The fact that the PlayStation camera won’t be sold in the same box as the PS4 raised some questions between the playerbase, and today Sony Worldwide Studios Shuhei Yoshida shed some light on the reasons behind the decision as part of a wider interview on the Japanese gaming site Game Watch.
Since there are multiple possibilities opened by the PS4, there’s no need for all games to use the functions of the peripherals
Rather than forcing every user to buy the camera, I think it’s better to to allow a separate purchase just for those that will enjoy it. Selling the camera separately means that the main console can be more affordable.
He then specified that the light bar on the DualShock 4 can be used for other features even without the PlayStation Camera.

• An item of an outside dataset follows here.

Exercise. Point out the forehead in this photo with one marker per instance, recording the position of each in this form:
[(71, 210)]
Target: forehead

Certainly you can use the light bar on the DualShock 4 in combination with the PlayStation Camera to provide location detection, but the DualShock 4 alone can still change the color of the light for each player and it can be used in various ways. For instance it can shine when the player is taking damage. We prefer to let it spread gradually rather than making it mandatory.
When asked about features like motion control for TV operation he gave a rather interesting answer:
I believe, and this is personal opinion, that for a technology to gain universal acceptance a certain degree of maturity is required. For instance touch control has been introduced a long time ago in machines like ATMs, but it wasn’t as easy to use as in today’s smartphones and tablets.
I think natural interfaces will spread in the future, but I believe we to need identify proper uses for them first.
Finally, he mentioned that he can’t yet share any detail on possible bundles of the PS4 with the PlayStation Camera.
Personally, I can definitely say that not forcing users to pay for a device that they might not use is a very sound business decision that also goes to the customers’ advantage. I’d much rather pay less for the console without the camera, than having to pay premium for a glorified webcam when I most probably won’t use. And if Sony manages to devise some very compelling feature for it, I’ll always have the choice to purchase it separately. Giving customers the option to pay only for what they want is pretty much always a solid strategy.